Стоят вокруг искореженного тела Маэстро пацаны, взрослые энкаведешники, укладчики, наземные службы...
– Кто укладчик?! – кричит Николай Николаевич. – Кто парашют укладывал?!!
– Я укладывал, – говорит пожилой старшина. – У него трос оторван. Смотрите...
И тут все видят, что в правой руке у мертвого Маэстро зажато вытяжное кольцо с обрывком троса.
– «Скорую» бы надо вызвать, – говорит кто-то из обслуги.
– Какую «скорую»?.. Кому «скорую»? – глухо спрашивает Вишневецкий.
Николай Николаевич становится на колени у тела Маэстро, осторожно переворачивает его на живот, освобождая нераскрывшийся парашют. Он отстегивает клапан парашютного ранца, и все видят...
...что стальные запорные шпильки загнуты намертво крючками в «люверсах»!..
– Вон оно что... – говорит старый укладчик. – Это кто же так хорошо сообразил?
Николай Николаевич поворачивается к стоящим вокруг и оглядывает каждого...
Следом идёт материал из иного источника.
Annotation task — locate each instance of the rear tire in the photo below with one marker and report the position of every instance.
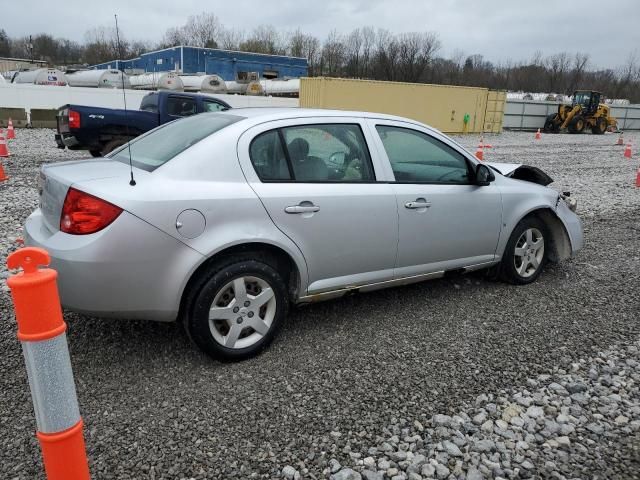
(237, 308)
(576, 125)
(112, 145)
(525, 255)
(600, 127)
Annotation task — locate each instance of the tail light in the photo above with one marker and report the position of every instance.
(83, 214)
(74, 119)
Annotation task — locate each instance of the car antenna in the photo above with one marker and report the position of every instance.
(132, 182)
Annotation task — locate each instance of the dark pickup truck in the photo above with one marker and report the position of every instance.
(101, 130)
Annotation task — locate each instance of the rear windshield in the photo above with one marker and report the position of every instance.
(159, 146)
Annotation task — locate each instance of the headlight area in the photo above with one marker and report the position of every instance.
(572, 203)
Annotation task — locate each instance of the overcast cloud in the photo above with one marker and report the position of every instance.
(497, 29)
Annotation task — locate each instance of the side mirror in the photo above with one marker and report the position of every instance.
(484, 175)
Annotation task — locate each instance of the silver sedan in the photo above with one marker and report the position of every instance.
(223, 220)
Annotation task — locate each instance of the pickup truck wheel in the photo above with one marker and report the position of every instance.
(238, 309)
(112, 145)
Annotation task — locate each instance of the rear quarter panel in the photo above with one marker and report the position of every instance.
(206, 177)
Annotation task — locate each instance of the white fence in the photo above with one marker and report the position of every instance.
(48, 97)
(531, 115)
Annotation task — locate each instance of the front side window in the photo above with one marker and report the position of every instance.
(419, 158)
(181, 106)
(328, 153)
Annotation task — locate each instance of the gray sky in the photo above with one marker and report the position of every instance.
(497, 29)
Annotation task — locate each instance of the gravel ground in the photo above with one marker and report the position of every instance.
(392, 384)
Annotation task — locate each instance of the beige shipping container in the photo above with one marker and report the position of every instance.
(441, 106)
(495, 111)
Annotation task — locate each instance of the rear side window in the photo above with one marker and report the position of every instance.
(159, 146)
(268, 157)
(150, 103)
(313, 153)
(181, 106)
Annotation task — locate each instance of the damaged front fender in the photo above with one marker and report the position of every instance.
(518, 171)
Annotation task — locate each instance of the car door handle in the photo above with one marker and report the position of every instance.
(302, 209)
(416, 204)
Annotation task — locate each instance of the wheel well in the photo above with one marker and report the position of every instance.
(274, 256)
(560, 241)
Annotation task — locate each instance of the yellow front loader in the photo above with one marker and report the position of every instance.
(586, 111)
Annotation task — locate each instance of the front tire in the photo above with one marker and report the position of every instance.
(526, 252)
(238, 310)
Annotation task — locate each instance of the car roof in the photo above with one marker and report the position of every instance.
(262, 114)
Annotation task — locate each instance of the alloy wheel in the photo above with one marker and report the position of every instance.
(529, 252)
(242, 312)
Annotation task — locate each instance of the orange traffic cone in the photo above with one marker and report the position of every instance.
(4, 151)
(11, 134)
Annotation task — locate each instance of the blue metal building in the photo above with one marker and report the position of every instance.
(228, 64)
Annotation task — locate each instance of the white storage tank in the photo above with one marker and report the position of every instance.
(254, 88)
(157, 81)
(203, 83)
(42, 76)
(236, 87)
(98, 79)
(289, 87)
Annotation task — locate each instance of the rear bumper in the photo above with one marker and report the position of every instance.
(128, 270)
(67, 140)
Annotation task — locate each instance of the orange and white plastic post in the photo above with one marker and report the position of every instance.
(11, 134)
(41, 331)
(4, 148)
(627, 151)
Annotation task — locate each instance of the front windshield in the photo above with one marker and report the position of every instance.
(154, 149)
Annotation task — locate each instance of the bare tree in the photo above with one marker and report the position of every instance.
(580, 64)
(264, 39)
(333, 55)
(557, 66)
(387, 53)
(304, 46)
(353, 54)
(231, 39)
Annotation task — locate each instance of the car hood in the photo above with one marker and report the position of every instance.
(519, 171)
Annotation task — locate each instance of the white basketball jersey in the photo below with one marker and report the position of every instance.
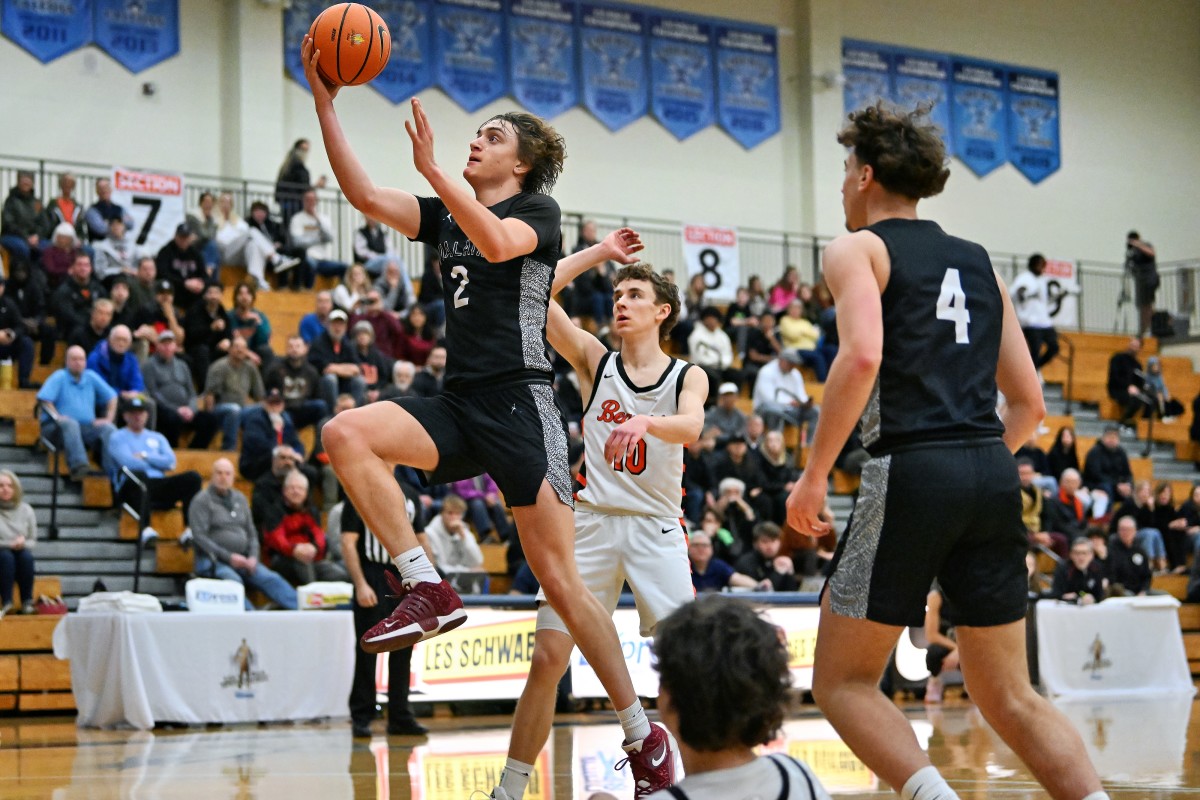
(648, 481)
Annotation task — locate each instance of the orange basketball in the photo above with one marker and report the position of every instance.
(354, 43)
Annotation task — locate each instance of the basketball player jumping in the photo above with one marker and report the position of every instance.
(928, 332)
(498, 241)
(642, 407)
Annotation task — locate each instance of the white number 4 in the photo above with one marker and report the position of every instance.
(952, 306)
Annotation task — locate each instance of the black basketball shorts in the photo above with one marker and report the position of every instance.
(514, 432)
(945, 510)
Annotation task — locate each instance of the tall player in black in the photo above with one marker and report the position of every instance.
(928, 334)
(498, 240)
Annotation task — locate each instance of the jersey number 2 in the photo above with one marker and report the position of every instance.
(460, 271)
(952, 306)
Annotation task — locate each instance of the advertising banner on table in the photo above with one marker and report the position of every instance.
(924, 78)
(155, 200)
(978, 95)
(471, 53)
(1033, 122)
(541, 55)
(137, 35)
(613, 64)
(47, 30)
(411, 66)
(713, 252)
(682, 94)
(867, 67)
(748, 83)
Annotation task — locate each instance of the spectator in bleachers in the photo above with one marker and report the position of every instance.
(226, 540)
(351, 295)
(780, 396)
(373, 366)
(69, 400)
(148, 455)
(232, 384)
(21, 220)
(299, 382)
(207, 332)
(725, 415)
(333, 355)
(765, 564)
(311, 229)
(264, 427)
(1127, 383)
(169, 385)
(181, 263)
(313, 323)
(294, 540)
(15, 342)
(102, 211)
(250, 323)
(1129, 571)
(18, 535)
(57, 258)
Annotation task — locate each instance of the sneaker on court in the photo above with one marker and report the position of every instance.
(425, 609)
(651, 761)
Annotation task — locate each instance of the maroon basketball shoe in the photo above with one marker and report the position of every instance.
(425, 609)
(651, 761)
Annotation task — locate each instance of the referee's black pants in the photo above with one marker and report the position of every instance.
(363, 695)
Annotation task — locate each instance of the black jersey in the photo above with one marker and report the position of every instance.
(496, 313)
(942, 320)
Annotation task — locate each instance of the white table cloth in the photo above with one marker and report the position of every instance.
(137, 669)
(1121, 647)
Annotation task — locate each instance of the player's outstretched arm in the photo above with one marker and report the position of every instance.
(1017, 379)
(390, 206)
(621, 246)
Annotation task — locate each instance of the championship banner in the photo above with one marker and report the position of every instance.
(471, 58)
(541, 55)
(978, 94)
(411, 66)
(137, 35)
(682, 73)
(155, 200)
(613, 64)
(924, 78)
(47, 30)
(867, 67)
(748, 83)
(1033, 122)
(713, 252)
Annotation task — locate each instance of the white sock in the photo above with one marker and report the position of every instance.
(515, 777)
(634, 722)
(927, 783)
(414, 565)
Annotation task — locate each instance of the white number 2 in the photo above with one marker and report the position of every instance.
(952, 305)
(460, 271)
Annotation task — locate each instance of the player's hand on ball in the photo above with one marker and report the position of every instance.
(322, 90)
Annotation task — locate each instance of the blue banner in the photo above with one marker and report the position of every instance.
(867, 67)
(411, 67)
(471, 53)
(138, 34)
(978, 96)
(541, 54)
(682, 73)
(924, 78)
(613, 64)
(748, 83)
(1033, 122)
(47, 30)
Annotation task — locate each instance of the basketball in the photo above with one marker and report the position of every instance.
(354, 43)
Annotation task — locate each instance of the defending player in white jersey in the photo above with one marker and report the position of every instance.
(642, 407)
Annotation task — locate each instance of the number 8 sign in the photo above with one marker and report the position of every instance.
(155, 200)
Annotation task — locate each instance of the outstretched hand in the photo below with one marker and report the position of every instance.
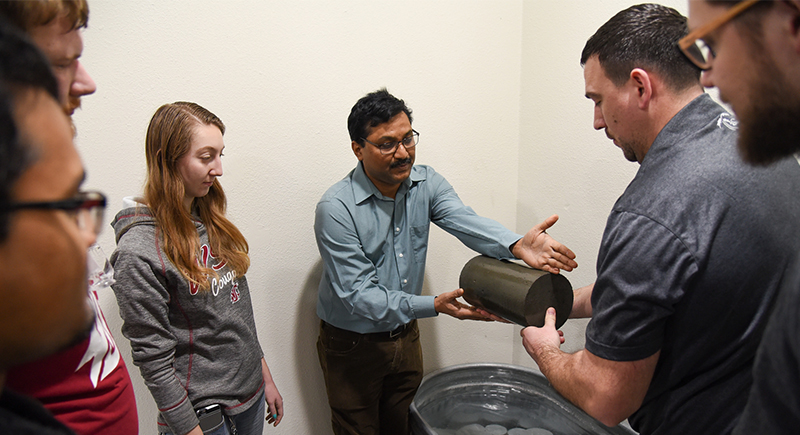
(541, 251)
(449, 304)
(536, 339)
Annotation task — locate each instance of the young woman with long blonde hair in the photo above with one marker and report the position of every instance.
(180, 283)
И вдруг раздается дикий, душераздирающий крик Тяпы:
– Студер, сука!!! Это ты, подлюга позорная!.. Ты шпильки загнул, пидор гнойный!.. Ты его убил, сволочь!!!
Тяпа рвет с груди автомат, но Вишневецкий хватает его в охапку. Тяпа пытается освободиться от его сильных рук, рыдает в голос и страшно орет на весь аэродром:
– Антон, блядь!!! Пусти меня!.. Я ему кишки выпущу!.. Антон, миленький, пусти меня!!! Зарежу падлу, гниду вонючую!!!
Вишневецкий отбрасывает Тяпу на руки Котьке и инструктору рукопашного боя, подходит к Вове Студеру:
– Ты?
– Ну я... – криво ухмыляясь, отвечает Вова Студер.
– Зачем?
– Я еще месяц тому назад его в «буру» проиграл. А для вора карточный долг – сами знаете... Все руки не доходили. Ну и хотелось как-то посмешнее устроить... Ничего получилось, да?
Оружие и амуниция уже были разложены по чехлам. Все рассаживались в кузовке «доджа», а Вишневецкий уже собирался сесть за руль...
Подошел инструктор по рукопашному бою:
– Как дальше, Антон Вячеславович?
– Покойного мальчика осмотрите – нет ли на нем каких-нибудь подтверждений о принадлежности его к нашей школе и... Не везти же его наверх, в горы? Закопайте в районе дальнего поста охраны аэродрома.
– Слушаюсь. А того, который его «проиграл», куда везти?
– Никуда. Там же и закопать.
– Но ведь он еще живой!..
– Ваши проблемы – моя ответственность. Выполняйте! – жестко приказал Вишневецкий. – Мы подождем вас в машине...
Инструктор быстро ушел. Вишневецкий заглянул в кузов «доджа»:
– Курево у кого-нибудь есть?
Кто-то протянул полковнику папиросы «Звездочка».